Redis and Lua: A NoSQL Power-Horse

01.31.2013
| 3855 views |
  • submit to reddit

Recently, I’ve started implementing a number of Redis-based solutions for a Datablend customer. Redis is frequently referred to as the Swiss Army Knife of NoSQL databases and rightfully deserves that title. At its core, it is an in-memory key-value datastore. Values that are assigned to keys can be ‘structured’ through the use of strings, hashes, lists, sets and sorted sets. The power of these simple data structures, combined with its intuitive API, makes Redis a true power-horse for solving various ‘Big Data’-related problems. To illustrate this point, I reimplemented my MongoDB-based molecular similarity search through Redis and its integrated Lua support. As always, the complete source code can be found on the Datablend public GitHub repository.

1. Redis ‘fingerprint’ data model

Molecular similarity refers to the similarity of chemical compounds with respect to their structural and/or functional qualities.

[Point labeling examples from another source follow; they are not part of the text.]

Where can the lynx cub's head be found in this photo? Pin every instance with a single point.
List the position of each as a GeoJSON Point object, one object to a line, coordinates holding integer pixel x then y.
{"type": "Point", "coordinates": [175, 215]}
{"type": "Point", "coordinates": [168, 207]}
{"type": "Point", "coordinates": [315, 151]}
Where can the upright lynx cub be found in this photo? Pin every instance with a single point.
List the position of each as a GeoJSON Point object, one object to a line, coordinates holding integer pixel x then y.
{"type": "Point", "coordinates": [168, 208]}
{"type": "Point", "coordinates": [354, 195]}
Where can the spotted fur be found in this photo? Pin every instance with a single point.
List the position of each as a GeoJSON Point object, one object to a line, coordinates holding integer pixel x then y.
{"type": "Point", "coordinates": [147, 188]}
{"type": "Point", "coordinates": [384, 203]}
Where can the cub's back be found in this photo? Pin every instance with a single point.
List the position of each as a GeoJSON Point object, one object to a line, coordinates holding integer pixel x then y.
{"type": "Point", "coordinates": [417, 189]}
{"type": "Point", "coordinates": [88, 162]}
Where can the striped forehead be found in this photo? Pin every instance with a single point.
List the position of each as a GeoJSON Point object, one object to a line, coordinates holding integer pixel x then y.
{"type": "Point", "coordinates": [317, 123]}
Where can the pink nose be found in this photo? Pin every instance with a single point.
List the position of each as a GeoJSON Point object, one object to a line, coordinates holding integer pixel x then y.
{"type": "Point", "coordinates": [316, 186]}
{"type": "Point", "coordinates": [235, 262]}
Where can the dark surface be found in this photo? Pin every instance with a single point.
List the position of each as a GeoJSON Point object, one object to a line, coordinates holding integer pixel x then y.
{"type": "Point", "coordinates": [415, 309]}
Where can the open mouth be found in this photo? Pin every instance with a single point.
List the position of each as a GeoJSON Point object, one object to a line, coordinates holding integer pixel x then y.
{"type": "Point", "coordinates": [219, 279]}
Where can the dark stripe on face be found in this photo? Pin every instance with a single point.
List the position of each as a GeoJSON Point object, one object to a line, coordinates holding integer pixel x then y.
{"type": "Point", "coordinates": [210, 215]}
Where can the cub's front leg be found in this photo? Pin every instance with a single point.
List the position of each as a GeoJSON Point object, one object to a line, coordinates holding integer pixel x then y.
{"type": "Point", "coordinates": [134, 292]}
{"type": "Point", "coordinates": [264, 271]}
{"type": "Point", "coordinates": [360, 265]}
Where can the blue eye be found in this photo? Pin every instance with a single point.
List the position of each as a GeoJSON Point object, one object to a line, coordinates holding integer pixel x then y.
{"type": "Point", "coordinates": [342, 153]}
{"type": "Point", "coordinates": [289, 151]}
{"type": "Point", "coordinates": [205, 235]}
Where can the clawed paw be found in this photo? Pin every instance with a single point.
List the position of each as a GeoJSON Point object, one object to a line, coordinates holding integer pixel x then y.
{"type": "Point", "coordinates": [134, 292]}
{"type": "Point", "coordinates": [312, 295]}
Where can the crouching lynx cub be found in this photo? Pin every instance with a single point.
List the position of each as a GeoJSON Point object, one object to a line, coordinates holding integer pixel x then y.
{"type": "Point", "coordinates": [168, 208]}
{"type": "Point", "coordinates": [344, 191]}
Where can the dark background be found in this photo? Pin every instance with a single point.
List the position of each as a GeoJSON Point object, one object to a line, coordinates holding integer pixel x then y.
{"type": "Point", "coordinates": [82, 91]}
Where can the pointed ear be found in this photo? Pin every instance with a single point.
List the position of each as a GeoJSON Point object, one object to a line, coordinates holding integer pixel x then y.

By calculating molecular similarities, Cheminformatics is able to help in the design of new drugs by screening large databases for potentially interesting chemical compounds. Chemical similarity can be determined through the use of so-called fingerprints (i.e. linear, substructure chemical patterns of a certain length). Similarity between compounds is identified by calculating the Tanimoto coefficient. This computation involves the calculation of intersections between sets of fingerprints, an operation that is natively supported by Redis.

Our Redis-based data model for storing fingerprints requires three different data-structures:

  1. For each compound, identified by an unique key, we store its set of fingerprints (where each fingerprint is again identified by an unique key).
  2. For each fingerprint, identified by an unique key, we store the set of compounds containing this fingerprint. These fingerprint sets can be conceived as the inverted indexes of the compound sets mentioned above.
  3. For each fingerprint, we store its number of occurrences through a dedicated weight-key.

Fingerprints are calculated by using the jCompoundMapper library. The Jedis (Java Redis Client) library is employed for persisting the data-structures mentioned above. Three simple atomic operations (lines 30, 33 and 35) are sufficient to create both the inverted indexes (compound->fingerprints and fingerprint->compounds) and incrementing the accompanying counters.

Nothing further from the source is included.